Pembebanan kepada rakyat dengan dalih bernama pajak pun menjadi idola utama rezim yang berkuasa Jumlahnya mencapai Rp.1.609,38 Triliun ( 86%) selebihnya diperoleh dari PNPB Rp.267,87 Triliun, Hibah Rp.1,19 Triliun dan Hutang Rp. 399,24 Triliun.
Ditambah Utang luar negeri yang semakin meroket seperti yang di release oleh Bank Indonesia jumlah nya mencapai 326,3 Milyar USD ketika dirupiahkan dengan standar per 1 USD = Rp. 13.400 maka mencapai Rp. 4.372,42 Triliun ini sama dengan setiap warga menanggung hutang Rp. 16.817.000.
Janji- janji kesejahteraan hanya sebatas pidato politik pencitraan semata, kosa kata pidato politik jumlah rakyat miskin berkurang, biaya pendidikan terjangkau, pelayanan kesehatan semakin baik dll namun pada kenyataan ukuran miskin ketika pendapatan per harinya dibawah Rp.11.000, dana pendidikan semakin melangit lihat saja UKT yang diterapkan di perguruan-perguruan Tinggi, Persoalan BPJS yang tiada ujungnya. Lalu rezim hari ini teriak merdeka kami pancasila.

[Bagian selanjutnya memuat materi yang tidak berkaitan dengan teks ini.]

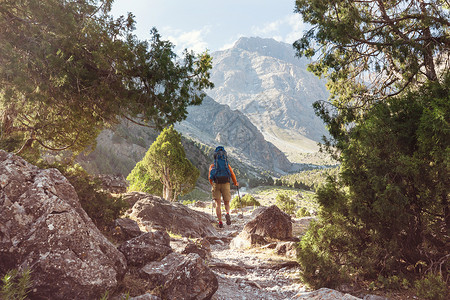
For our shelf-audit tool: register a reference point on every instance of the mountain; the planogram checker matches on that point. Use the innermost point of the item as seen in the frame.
(216, 124)
(263, 79)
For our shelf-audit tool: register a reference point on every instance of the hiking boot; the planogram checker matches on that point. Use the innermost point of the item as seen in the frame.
(228, 218)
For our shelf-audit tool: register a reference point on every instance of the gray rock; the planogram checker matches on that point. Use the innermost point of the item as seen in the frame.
(181, 277)
(269, 222)
(125, 229)
(374, 297)
(324, 294)
(43, 227)
(146, 297)
(146, 248)
(156, 213)
(113, 183)
(204, 251)
(272, 223)
(288, 249)
(247, 240)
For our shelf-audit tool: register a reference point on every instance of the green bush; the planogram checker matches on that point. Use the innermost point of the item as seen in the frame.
(246, 200)
(15, 285)
(432, 287)
(285, 203)
(386, 209)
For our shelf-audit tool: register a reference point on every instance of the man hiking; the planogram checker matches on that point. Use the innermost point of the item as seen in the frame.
(220, 173)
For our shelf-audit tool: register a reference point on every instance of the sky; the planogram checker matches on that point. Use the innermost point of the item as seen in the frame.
(213, 25)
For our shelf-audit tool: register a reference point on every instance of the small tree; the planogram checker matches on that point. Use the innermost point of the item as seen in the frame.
(165, 162)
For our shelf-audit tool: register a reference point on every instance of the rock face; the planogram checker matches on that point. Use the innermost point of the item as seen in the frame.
(43, 227)
(155, 213)
(126, 229)
(266, 81)
(113, 183)
(181, 277)
(146, 248)
(234, 130)
(324, 294)
(270, 223)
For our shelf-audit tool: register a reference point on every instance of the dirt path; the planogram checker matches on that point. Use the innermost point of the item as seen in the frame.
(256, 273)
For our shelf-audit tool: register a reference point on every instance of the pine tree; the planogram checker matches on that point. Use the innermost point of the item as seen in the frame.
(165, 162)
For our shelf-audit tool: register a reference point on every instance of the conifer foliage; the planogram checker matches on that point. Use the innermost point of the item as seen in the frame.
(387, 211)
(68, 70)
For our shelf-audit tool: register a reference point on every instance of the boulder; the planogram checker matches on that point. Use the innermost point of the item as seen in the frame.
(155, 213)
(146, 297)
(43, 227)
(324, 294)
(113, 183)
(125, 229)
(146, 248)
(181, 277)
(271, 223)
(204, 251)
(288, 249)
(247, 240)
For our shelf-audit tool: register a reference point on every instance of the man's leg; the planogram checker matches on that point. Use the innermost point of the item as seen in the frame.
(216, 194)
(218, 209)
(226, 193)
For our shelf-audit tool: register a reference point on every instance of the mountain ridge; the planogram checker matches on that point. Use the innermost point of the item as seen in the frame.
(264, 79)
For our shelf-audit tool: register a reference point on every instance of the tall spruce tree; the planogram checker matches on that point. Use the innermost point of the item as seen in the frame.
(387, 212)
(165, 168)
(69, 70)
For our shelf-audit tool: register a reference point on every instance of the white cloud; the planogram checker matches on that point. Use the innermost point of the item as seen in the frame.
(191, 40)
(287, 29)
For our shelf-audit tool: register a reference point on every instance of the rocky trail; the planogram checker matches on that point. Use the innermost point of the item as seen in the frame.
(255, 273)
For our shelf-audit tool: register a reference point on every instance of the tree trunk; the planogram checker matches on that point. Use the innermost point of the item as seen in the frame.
(428, 60)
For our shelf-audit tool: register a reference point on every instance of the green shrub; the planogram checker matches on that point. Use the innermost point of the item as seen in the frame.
(246, 200)
(432, 287)
(302, 212)
(285, 203)
(15, 285)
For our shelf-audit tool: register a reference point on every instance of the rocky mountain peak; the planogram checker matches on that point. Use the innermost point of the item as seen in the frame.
(263, 79)
(270, 48)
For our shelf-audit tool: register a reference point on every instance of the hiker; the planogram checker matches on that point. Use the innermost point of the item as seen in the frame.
(220, 173)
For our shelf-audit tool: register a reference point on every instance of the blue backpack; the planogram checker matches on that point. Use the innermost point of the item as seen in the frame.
(220, 173)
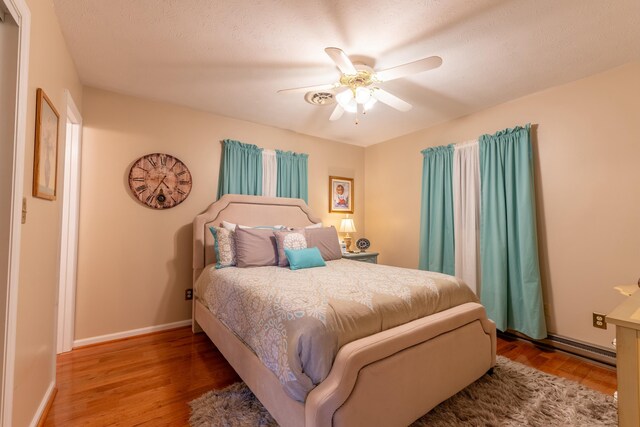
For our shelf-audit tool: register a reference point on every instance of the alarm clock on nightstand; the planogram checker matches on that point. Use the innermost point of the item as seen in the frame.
(363, 244)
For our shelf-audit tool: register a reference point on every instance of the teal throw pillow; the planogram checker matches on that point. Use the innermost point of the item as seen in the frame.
(304, 258)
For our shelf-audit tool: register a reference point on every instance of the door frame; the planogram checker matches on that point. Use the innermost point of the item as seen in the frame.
(69, 227)
(22, 16)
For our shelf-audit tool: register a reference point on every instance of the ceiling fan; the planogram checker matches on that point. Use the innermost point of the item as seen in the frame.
(358, 90)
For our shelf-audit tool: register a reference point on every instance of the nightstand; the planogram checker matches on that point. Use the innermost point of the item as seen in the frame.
(371, 257)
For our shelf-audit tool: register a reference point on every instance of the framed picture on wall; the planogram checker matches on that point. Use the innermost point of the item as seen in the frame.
(45, 161)
(340, 194)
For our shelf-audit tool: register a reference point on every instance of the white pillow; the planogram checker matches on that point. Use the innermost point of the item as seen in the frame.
(232, 227)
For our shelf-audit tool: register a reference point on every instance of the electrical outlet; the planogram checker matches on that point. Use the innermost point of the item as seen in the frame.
(599, 321)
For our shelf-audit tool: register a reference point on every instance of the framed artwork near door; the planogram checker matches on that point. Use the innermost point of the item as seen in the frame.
(45, 161)
(340, 194)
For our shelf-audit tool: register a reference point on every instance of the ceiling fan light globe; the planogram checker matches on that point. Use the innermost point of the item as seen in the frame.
(352, 106)
(363, 95)
(370, 103)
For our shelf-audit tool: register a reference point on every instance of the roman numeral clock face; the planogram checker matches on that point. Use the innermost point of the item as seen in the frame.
(160, 181)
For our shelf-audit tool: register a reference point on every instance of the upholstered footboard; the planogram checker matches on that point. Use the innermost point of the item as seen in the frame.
(387, 379)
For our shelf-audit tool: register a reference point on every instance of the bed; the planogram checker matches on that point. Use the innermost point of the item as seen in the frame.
(390, 378)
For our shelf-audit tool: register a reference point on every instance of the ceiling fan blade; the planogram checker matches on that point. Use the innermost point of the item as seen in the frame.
(342, 60)
(415, 67)
(337, 113)
(391, 100)
(310, 88)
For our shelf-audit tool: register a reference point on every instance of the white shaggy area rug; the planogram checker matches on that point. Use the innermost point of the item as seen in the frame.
(514, 395)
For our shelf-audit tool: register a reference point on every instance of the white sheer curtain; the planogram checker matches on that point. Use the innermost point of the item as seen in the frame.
(269, 173)
(466, 212)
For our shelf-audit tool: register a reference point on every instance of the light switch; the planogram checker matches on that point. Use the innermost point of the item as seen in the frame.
(24, 210)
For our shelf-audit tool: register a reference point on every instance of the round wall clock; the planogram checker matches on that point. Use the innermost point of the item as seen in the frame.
(363, 244)
(160, 181)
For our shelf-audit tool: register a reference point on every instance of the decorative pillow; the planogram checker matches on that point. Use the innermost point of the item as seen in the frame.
(325, 239)
(232, 227)
(304, 258)
(289, 240)
(224, 246)
(255, 247)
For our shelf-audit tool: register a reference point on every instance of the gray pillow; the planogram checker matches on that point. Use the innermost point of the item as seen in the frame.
(255, 247)
(325, 239)
(293, 239)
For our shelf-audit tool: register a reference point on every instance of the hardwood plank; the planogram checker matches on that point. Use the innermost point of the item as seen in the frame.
(149, 379)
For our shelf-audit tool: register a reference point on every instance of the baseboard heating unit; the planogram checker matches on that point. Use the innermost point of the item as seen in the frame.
(578, 348)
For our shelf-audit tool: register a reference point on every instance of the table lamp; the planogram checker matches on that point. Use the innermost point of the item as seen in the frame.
(347, 226)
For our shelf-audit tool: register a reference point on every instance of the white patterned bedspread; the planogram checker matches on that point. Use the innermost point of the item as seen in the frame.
(296, 320)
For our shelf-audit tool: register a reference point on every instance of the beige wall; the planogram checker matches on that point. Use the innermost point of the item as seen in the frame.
(50, 68)
(135, 262)
(586, 146)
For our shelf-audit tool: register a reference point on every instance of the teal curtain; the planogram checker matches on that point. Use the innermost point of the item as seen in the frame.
(240, 169)
(511, 288)
(292, 178)
(436, 213)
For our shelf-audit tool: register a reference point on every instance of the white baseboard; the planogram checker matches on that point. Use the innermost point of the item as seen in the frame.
(132, 333)
(43, 405)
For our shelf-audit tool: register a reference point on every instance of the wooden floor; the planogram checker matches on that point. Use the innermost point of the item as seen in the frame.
(148, 380)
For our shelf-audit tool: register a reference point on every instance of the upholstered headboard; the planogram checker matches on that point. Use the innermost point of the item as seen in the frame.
(245, 210)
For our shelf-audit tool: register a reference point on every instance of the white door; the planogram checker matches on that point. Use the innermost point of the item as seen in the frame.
(69, 227)
(15, 24)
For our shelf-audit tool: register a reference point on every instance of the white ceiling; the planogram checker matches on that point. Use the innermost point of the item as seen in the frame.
(231, 57)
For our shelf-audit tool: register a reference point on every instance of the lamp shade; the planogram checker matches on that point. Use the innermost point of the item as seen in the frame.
(347, 226)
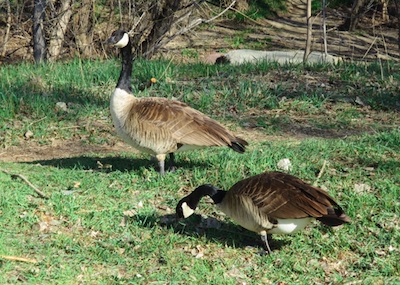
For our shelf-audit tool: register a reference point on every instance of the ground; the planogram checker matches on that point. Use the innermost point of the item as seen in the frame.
(287, 31)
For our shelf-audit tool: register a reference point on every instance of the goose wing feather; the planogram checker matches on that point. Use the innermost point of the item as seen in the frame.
(179, 122)
(282, 196)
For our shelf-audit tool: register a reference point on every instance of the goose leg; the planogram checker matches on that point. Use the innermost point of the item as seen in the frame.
(172, 166)
(161, 163)
(264, 238)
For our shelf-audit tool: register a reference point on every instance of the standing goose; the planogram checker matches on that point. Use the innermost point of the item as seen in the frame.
(160, 126)
(269, 203)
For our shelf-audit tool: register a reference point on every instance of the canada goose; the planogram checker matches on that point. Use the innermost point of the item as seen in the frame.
(269, 203)
(160, 126)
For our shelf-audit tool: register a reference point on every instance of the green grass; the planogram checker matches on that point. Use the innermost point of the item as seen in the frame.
(109, 217)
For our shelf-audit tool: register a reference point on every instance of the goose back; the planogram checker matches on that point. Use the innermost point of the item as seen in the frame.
(274, 196)
(160, 125)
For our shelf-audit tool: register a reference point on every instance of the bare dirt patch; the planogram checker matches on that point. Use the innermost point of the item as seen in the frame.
(287, 31)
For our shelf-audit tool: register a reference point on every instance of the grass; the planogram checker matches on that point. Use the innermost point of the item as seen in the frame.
(109, 217)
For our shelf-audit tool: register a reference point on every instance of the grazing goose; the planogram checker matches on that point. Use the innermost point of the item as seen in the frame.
(160, 126)
(269, 203)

Harusnya negara memiliki neraca anggaran yang ideal dalam artian pemasukan haruslah lebih besar dibanding pengeluaran, mengidolakan pajak dan hutang adalah mental penjajah bukan penguasa yang mencintai negerinya. Sepatutnya neraca anggaran dibangun dari pemasukan dari PNBP ( Pemasukan Negara Bukan Pajak) Migas, Hutan, Tambang Laut dll, Ambil alih Freeport, Chevron dari Amerika serikat, Kelola hutan yang selama ini diberikan kepada asing dengan dalih Perijinan IUPK, IUPHHK HATI dll.
Bukti cinta pada negeri tidak menyerahkan sumber daya Alam kepada Asing dengan barbagai dalih investasi dan membebani rakyat sendiri dengan pajak dan hutang, apakah ini pemaknaan rezim Jokowi - JK menyatakan merdeka dan pancasilais? Ataukah kebalikan dari itu semua justru yang anti Pancasila sebenarnya adalah rezim yang berkuasa hari ini.
Sistem kapitalis liberalis memunculkan NeoImperialisme dan itu hanya bisa dijawab dengan sistem Islam termasuk diantaranya adalah ekonomi Islam yang menghilangkan penderitaan yang dialami rakyat sekarang ini.